The finance minister added that Nigeria currently have a pervasive revenue generation problem, that must change to successfully finance the nation’s development plans.

Mrs. Ahmed, who made the disclosure at Nigeria Governors Forum (NGF) peer learning event in Abuja, further raised alarm on how under funding is threatening the actualization of the Economic Growth and Recovery Plan (ERGP), and other development plans of the government.

Represented by a director at the Ministry, Dr. Israel Igwe, Mrs. Ahmed said: “Regarding the 2019 Budget, as at 30th June, the actual aggregate revenue as per our Fiscal Accounts was N2.04 trillion, indicating a revenue shortfall of 42 percent, to under-performance of both oil and non-oil revenue targets.

“Similar revenue shortfalls have been experienced since 2017, when the ERGP was launched, resulting in serious deviations from our targeted revenue and expenditure projections.

“To achieve all these, the country needs fiscal sufficiency and buoyancy, which must come through domestic revenues for it to be sustainable.”

Mrs. Ahmed noted that the country not only has one of the lowest VAT rates in the world, but also have weak collection inefficiencies.

She said: “The country lacks the ability to efficiently and to a reasonable degree, completely collect taxes from its non-oil economic activities.

“Nigeria when compared with peers shows that we are lagging on most revenue streams including VAT and excise revenues, as we not only by far have one of the lowest VAT rates in the world, but weak collection efficiencies.

“The key question is why do we keep performing poorly? And what can we do differently this time to effectively turnaround without any relapse even in successive governments?

“Simply put, we have very low effective tax rates, archaic tax laws that are not evolving at commensurate pace with businesses, leakages in our revenue collection systems, low tax compliance rates and poor tax moral to mention a few. With numerous complex issues at hand, Nigeria must do things differently which requires robust, tough, weII-coordinated and multi-faceted reforms.”

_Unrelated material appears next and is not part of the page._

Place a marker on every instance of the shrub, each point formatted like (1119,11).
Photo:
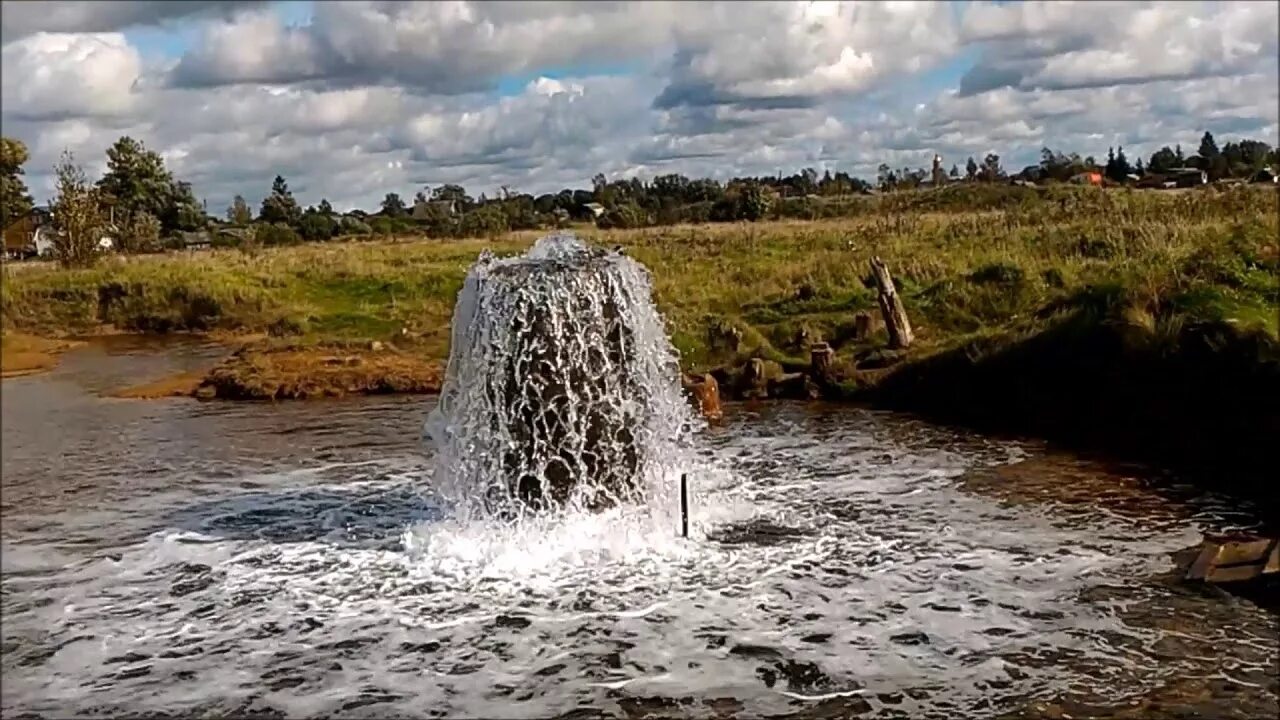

NGF Chairman, Kayode Fayemi, in his welcome remarks charged state commissioners of finance on the need to expand the revenue base, so that governors can provide to citizens quality health care and education, world class infrastructure in addition to providing social safety to the underprivileged.

According to him, the recent fiscal crises of 2015 and 2016 proved that over the years, the country has not done enough to reduce dependence on oil, adding: “We must work towards closing the wide revenue gap in order to position the country to meet the growing development needs.

Also speaking, World Bank Director, Shubham Chaudhuri, decried the low level of revenue mobilisation in Nigeria, noting that raising GDP will ultimately lift Nigerians out of poverty.

He urged the government to invest in both human and infrastructural development, noting that the investments would require a lot of revenue.

He said: “Raising Nigeria GDP is important because ultimately lifting Nigerians out of poverty, will require private investment for job creation. The role of government is to do two things; Invest in Nigeria people that is the youths, the children, health care, education, social protection and two is to invest in infrastructure which requires revenue.”